The precarious financial picture, combined with limited job prospects, has driven some young journalists to leave the west coast entirely. After graduating from journalism at Langara, Vancouver native Manisha Krishnan reported for the North Shore News before applying for an internship at the Edmonton Journal. From there, she jumped onto a year-long internship with Maclean’s and worked for the Toronto Star before joining Vice Canada in 2015, where she is now a senior writer.
“It seemed like a really small market that was hard to break into,” Krishnan recalls about her experience in Vancouver. “Before I came to Toronto, I did an internship at the Edmonton Journal because I couldn’t actually get into any of the Vancouver papers.” She adds that, though the housing situation in Toronto is not much better, she would never think of moving back to the west coast.
Jessica Barrett is similarly happy to have left town. She had one of the city’s top journalism jobs, as senior editor of Vancouver magazine, when she decided to leave in the fall of 2017. She says it was a combination of an “avalanche of work” at her staff job, combined with the stress of finding an affordable place to live, that precipitated the move to Calgary.
“Professionally, there’s a real sense in Calgary that if you are talented and hard working, there is work for you,” Barrett says. “It’s almost blown my mind. I haven’t had to pitch a single thing since I have been here. People have been approaching me, which is awesome because I have never experienced anything like that.” Besides working part-time for CBC Calgary, she also freelances for Avenue magazine and contributes to The Tyee.
Barrett now rents a two-bedroom house in Calgary for roughly $1,600 a month after utilities, and is looking forward to spending time in her backyard “if the snow ever goes away.” Beside the milder west coast winters, Barrett says she misses being engaged in Vancouver’s many civic issues—and misses the social connections she built up over the years. “The social aspect of it has been really difficult, but there’s been things that offset it.”

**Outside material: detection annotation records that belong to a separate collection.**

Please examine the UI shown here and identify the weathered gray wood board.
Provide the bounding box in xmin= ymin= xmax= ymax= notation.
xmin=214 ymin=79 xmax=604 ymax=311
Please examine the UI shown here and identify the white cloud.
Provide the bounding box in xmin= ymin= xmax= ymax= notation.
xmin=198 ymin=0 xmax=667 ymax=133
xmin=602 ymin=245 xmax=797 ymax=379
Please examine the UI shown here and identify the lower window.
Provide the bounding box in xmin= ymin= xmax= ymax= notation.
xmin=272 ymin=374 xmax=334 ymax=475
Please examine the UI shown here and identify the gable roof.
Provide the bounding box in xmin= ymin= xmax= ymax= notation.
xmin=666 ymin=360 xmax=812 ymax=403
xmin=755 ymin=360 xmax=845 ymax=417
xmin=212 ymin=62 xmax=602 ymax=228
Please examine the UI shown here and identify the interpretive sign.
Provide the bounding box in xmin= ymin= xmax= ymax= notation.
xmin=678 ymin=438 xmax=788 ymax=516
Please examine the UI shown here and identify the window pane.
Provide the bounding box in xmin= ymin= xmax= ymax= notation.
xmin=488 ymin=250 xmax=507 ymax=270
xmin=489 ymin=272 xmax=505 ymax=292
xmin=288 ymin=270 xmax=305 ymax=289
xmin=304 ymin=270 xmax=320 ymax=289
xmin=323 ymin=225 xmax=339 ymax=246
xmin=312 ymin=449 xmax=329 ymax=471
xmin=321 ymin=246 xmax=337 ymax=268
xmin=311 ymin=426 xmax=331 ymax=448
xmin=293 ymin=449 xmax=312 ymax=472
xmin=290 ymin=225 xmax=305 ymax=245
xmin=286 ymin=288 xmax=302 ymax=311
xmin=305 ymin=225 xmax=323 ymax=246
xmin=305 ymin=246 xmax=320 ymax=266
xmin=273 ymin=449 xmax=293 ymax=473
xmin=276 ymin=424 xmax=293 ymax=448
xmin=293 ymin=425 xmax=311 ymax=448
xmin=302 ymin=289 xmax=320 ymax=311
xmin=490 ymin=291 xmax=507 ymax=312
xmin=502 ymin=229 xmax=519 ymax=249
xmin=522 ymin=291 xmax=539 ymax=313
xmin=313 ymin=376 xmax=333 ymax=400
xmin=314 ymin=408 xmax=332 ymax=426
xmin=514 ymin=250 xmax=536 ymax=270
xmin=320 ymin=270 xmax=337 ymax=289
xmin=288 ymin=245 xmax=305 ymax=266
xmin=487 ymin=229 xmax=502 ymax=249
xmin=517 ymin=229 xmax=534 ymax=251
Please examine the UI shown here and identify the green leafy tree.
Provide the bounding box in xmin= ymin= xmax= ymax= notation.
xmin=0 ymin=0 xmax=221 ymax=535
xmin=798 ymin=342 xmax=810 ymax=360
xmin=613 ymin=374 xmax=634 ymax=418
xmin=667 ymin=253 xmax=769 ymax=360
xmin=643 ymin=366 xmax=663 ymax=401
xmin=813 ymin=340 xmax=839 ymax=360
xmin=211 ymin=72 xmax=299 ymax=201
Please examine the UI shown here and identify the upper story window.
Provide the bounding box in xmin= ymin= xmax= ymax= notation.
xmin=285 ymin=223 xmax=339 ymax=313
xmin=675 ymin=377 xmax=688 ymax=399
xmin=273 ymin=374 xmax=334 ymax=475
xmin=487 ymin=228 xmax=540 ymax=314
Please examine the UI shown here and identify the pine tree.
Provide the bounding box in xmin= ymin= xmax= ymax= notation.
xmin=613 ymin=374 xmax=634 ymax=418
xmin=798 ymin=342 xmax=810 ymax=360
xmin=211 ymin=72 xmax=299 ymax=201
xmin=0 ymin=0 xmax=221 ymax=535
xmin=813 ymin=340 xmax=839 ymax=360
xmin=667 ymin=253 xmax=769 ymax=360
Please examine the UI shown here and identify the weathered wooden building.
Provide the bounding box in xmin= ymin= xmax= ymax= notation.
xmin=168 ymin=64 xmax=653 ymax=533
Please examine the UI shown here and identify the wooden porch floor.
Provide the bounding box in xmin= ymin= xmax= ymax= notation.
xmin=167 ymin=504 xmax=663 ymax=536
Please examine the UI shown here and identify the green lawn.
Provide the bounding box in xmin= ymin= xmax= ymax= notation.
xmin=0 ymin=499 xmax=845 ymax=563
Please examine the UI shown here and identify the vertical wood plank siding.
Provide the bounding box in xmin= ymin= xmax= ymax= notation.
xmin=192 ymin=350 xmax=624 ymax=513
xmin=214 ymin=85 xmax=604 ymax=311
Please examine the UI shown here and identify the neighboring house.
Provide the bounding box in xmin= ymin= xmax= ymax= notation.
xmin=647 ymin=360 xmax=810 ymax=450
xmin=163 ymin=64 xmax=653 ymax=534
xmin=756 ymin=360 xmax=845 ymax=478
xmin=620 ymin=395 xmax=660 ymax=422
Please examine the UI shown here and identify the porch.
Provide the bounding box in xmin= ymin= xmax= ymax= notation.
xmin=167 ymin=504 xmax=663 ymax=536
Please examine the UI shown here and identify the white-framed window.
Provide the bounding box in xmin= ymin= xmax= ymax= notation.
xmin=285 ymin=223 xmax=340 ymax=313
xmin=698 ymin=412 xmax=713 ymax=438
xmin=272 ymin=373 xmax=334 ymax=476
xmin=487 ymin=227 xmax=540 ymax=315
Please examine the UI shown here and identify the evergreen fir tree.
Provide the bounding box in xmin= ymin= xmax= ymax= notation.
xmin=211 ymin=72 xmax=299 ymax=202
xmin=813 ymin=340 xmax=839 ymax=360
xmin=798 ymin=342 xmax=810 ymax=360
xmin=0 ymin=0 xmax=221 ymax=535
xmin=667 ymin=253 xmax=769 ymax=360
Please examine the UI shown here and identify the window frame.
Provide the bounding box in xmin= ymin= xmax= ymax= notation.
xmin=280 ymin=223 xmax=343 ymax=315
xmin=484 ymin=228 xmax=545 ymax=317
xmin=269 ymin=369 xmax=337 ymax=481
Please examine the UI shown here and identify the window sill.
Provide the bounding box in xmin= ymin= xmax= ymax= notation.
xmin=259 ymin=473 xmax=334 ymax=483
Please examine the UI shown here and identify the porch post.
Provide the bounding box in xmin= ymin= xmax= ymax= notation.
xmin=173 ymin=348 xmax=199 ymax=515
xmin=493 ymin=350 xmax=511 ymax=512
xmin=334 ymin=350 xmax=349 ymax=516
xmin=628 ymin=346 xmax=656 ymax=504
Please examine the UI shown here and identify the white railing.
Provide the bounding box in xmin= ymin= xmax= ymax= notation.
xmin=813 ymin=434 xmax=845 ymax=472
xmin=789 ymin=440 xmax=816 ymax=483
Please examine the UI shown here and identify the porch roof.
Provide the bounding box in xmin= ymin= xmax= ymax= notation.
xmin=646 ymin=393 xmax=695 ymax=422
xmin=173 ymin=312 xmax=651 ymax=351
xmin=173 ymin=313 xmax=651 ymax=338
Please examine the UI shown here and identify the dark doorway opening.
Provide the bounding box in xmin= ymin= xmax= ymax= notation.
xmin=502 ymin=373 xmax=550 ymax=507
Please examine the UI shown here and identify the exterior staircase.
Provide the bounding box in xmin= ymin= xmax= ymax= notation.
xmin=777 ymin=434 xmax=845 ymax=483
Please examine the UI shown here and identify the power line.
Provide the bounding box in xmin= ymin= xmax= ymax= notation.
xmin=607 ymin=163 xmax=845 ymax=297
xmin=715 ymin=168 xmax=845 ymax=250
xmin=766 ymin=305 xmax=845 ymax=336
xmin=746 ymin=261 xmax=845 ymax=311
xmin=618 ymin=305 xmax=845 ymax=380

Reflecting on the state of journalism in Vancouver, Barrett says she worries about what could happen as veteran reporters retire and young journalists flee the city for more affordable communities.
“When you have a revolving door of young, cheap or free labour,” Barrett says, speaking of the media industry’s growing reliance on interns, “you dont develop a pool of talent that will develop the kind of expertise and familiarity with a community that takes years to obtain.”